In Songbirds and Stray Dogs, Jolene has been abandoned by her addict mother on the steps of her spinster aunt's door at eight years old. She's spent the last thirteen years living in the shadow of the pain her mother caused and trying to prove herself worthy of her aunt's stingy love. Unintentionally she becomes pregnant. When the father refuses her and her aunt kicks her out, Jolene tries to outrun her shame by heading to the mountains. Homeless, penniless, alone, and chased by demons from her past, she makes friends who help and hinder. She is forced to confront exactly who she is, what she wants, and what she is willing to do to get it. Geography and a sense of place are central to Songbirds and Stray Dogs. It is a Southern story, born of sweet tea and the Bible Belt, chow-chow and cornbread, shotguns and porch rocking. But it is also a universal story of escaping the burden of your past and finding yourself at home in a strange land.
Woven white wicker framed the bathroom mirror. Her big brown eyes looked back at her, wider than usual. In an attempt to relax her face, she lifted her brows and wrinkled her nose. She squared her shoulders and wiped her sweaty hands on the front of her dress before she gripped the edge of the sink. Today had to be the day. She had to tell him. She wouldn't be able to hide it much longer.
"You're going to be a dad," she said into the mirror as a huge smile overwhelmed her face. Her fingers reached out and brushed her image in the glass. "You're going to be a mom," she whispered. She took another deep breath and smoothed her skirt before grabbing her purse and heading out the door to David's. She spent the walk practicing her speech.
He was going to be so surprised. He would probably be worried. His work situation was still so tenuous and babies were expensive. They hadn't even said 'love' to each other yet.
Her stomach was a nest of snakes. Unlike declarations of love, this couldn't wait. She had a deadline. There wasn't time to feel ready. Jolene reached within herself and pulled out every shred of bravery she'd ever possessed. It was all going to be okay. She had a plan.
She knocked twice on his front door and let herself in.
He was in the La-Z-Boy in the living room, a can of beer crushed in his hand. "Oh, Jolene, you are a sight for sore eyes. You look extra pretty today, baby. Can you grab me a beer from the fridge before you sit down, darling?"

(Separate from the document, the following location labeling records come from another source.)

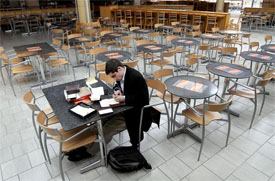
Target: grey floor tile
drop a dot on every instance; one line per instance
(166, 149)
(175, 169)
(246, 172)
(190, 157)
(220, 166)
(15, 166)
(153, 158)
(262, 163)
(204, 173)
(40, 173)
(155, 174)
(233, 155)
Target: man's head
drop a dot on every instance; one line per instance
(114, 69)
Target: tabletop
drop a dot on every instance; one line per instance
(231, 32)
(229, 70)
(34, 49)
(143, 31)
(114, 54)
(212, 36)
(69, 120)
(115, 35)
(190, 87)
(153, 48)
(185, 42)
(269, 48)
(260, 57)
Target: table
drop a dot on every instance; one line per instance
(184, 42)
(269, 48)
(207, 90)
(151, 48)
(69, 121)
(115, 35)
(229, 71)
(35, 50)
(258, 57)
(114, 54)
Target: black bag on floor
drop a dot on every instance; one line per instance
(127, 159)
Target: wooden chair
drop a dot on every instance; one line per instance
(118, 15)
(163, 61)
(172, 17)
(30, 100)
(62, 59)
(205, 113)
(211, 22)
(161, 18)
(138, 19)
(93, 53)
(251, 93)
(68, 140)
(149, 19)
(129, 17)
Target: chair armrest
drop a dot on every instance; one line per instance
(250, 88)
(78, 133)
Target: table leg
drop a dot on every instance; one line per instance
(103, 152)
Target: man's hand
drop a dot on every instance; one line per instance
(118, 96)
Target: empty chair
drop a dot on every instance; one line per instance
(205, 113)
(68, 140)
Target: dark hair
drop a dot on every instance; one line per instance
(112, 65)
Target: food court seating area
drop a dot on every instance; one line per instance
(235, 66)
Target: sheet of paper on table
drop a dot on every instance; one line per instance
(82, 111)
(108, 102)
(105, 111)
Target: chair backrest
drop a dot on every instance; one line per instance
(41, 120)
(134, 28)
(157, 85)
(57, 43)
(29, 100)
(268, 38)
(171, 37)
(92, 44)
(142, 42)
(254, 44)
(225, 50)
(168, 54)
(163, 73)
(131, 64)
(106, 78)
(220, 106)
(191, 61)
(97, 50)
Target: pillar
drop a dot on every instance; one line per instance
(220, 6)
(83, 11)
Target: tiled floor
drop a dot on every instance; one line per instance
(250, 154)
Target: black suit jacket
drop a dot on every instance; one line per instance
(136, 95)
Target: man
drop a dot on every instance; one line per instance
(132, 89)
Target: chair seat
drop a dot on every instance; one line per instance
(57, 62)
(167, 98)
(22, 69)
(81, 140)
(193, 55)
(242, 92)
(13, 61)
(205, 76)
(209, 115)
(161, 62)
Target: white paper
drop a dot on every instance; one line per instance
(98, 91)
(95, 97)
(108, 102)
(105, 111)
(82, 111)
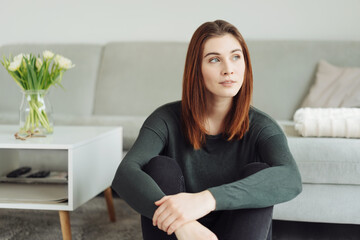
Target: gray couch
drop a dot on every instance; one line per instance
(121, 83)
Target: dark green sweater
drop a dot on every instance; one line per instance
(215, 167)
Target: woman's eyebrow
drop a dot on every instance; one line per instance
(216, 53)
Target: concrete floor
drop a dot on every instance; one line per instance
(285, 230)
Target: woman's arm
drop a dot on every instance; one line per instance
(136, 187)
(279, 183)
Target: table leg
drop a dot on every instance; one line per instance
(109, 203)
(65, 224)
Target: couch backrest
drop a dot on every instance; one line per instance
(79, 82)
(285, 70)
(137, 77)
(134, 78)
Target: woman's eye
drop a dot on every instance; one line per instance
(214, 60)
(236, 57)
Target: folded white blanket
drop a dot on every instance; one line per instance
(328, 122)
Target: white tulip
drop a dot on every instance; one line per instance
(63, 62)
(18, 58)
(48, 54)
(38, 63)
(14, 65)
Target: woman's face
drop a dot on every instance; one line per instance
(223, 66)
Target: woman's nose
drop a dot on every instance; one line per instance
(227, 70)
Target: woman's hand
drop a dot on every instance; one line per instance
(176, 210)
(194, 231)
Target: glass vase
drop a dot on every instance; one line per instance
(36, 113)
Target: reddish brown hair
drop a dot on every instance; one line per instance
(193, 95)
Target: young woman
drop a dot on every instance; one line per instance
(210, 166)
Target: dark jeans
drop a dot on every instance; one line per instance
(247, 224)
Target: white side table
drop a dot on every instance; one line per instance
(90, 155)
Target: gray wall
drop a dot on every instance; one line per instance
(91, 21)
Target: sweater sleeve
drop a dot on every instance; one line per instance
(131, 183)
(279, 183)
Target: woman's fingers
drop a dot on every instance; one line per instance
(161, 201)
(157, 213)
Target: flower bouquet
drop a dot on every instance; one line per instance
(35, 76)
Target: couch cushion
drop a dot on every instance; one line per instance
(284, 70)
(79, 82)
(324, 160)
(334, 87)
(136, 78)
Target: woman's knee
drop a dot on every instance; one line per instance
(167, 173)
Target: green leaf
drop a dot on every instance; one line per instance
(31, 75)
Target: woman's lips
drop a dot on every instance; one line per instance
(227, 83)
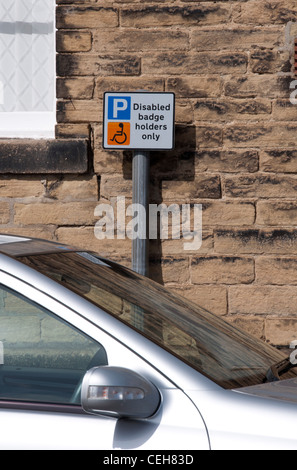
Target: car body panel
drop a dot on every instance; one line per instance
(178, 423)
(195, 412)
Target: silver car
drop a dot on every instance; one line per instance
(94, 356)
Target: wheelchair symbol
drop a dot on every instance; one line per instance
(119, 133)
(120, 136)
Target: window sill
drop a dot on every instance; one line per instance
(35, 156)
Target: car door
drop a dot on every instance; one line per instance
(45, 350)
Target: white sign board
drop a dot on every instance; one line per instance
(138, 120)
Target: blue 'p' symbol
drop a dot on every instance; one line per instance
(119, 107)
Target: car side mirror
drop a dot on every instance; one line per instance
(118, 392)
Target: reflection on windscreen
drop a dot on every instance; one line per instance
(209, 344)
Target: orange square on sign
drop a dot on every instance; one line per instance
(118, 133)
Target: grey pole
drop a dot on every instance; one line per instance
(140, 195)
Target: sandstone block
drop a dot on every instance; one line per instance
(276, 270)
(263, 300)
(255, 241)
(222, 270)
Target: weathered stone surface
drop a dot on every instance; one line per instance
(230, 65)
(222, 270)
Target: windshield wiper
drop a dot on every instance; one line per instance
(276, 370)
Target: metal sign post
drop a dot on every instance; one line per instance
(142, 122)
(140, 195)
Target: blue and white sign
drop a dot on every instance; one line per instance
(137, 120)
(119, 108)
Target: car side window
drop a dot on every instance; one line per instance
(42, 358)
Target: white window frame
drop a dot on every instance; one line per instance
(32, 123)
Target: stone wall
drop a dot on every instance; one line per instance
(230, 65)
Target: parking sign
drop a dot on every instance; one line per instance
(138, 120)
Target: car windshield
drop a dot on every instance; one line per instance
(208, 343)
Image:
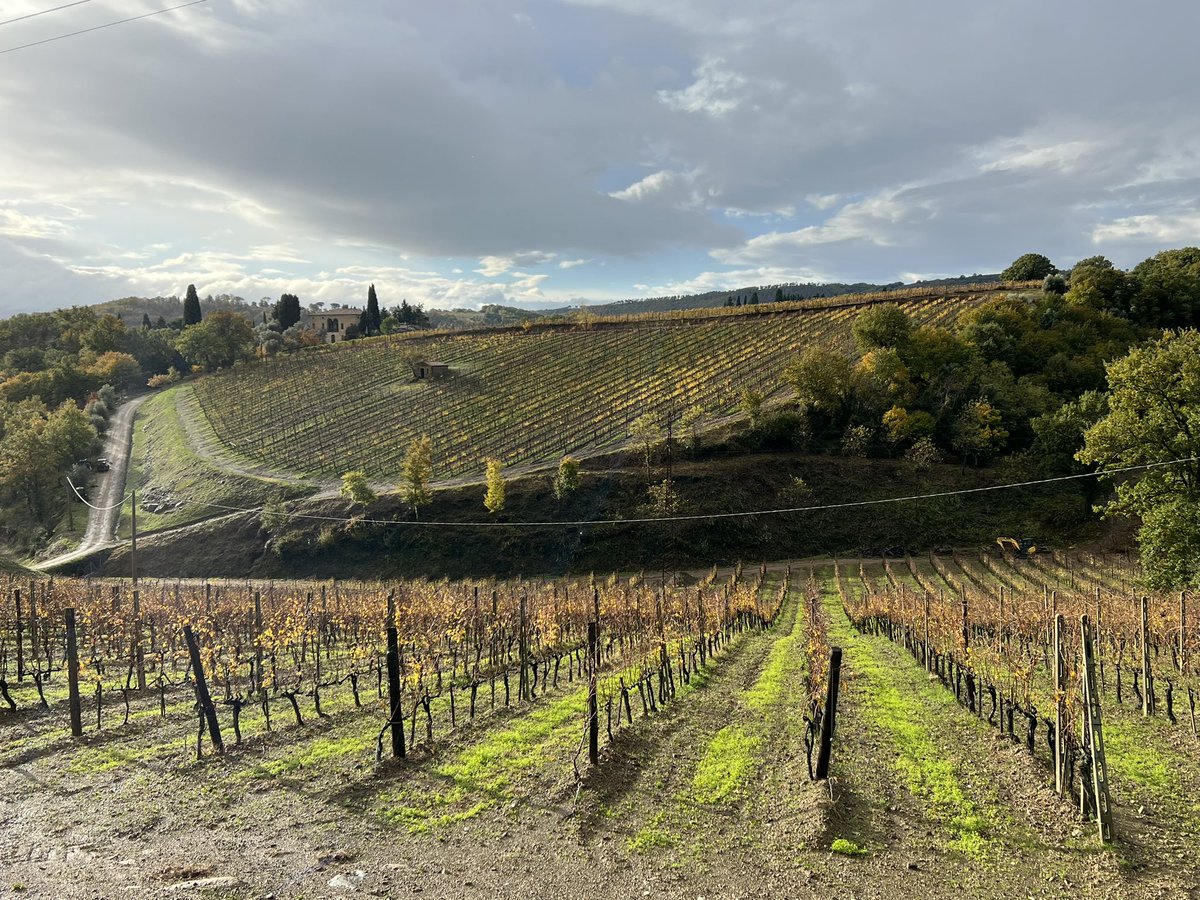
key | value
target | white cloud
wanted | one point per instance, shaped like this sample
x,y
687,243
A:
x,y
1177,228
717,91
899,147
873,221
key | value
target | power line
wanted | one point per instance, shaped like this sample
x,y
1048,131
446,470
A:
x,y
43,12
703,516
90,505
97,28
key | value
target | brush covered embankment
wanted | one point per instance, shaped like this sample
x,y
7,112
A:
x,y
333,539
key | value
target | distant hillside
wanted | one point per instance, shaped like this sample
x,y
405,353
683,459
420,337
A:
x,y
767,293
526,396
486,316
168,309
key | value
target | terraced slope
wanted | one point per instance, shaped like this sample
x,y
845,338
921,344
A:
x,y
522,396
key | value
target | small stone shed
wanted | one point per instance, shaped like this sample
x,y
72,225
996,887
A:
x,y
427,370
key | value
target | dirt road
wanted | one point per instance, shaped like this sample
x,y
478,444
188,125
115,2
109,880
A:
x,y
108,489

She turned and went to the kitchen wondering how many beers had come before the one she was pulling from the depths of David's harvest gold colored fridge. If this was three or four, this conversation might go easier than she expected. If it was five or more she wondered if she should come back tomorrow.
"Hey baby," he called from the other room. "Can you make me a sandwich too?"
She opened the door again and scanned the emptiness. Ketchup and bologna would have to do. She scraped fuzzy, grey mold off two pieces of bread and cut the finished sandwich into tiny triangles. David's kitchen always smelled of onions. The scent made her nauseous but she found that she was no longer in a hurry to get back to the living room and break the news. There was so much hinging on this moment. Her palms were sweaty, the knife slipped in her hand. She took her time preparing the food and let her mind wander.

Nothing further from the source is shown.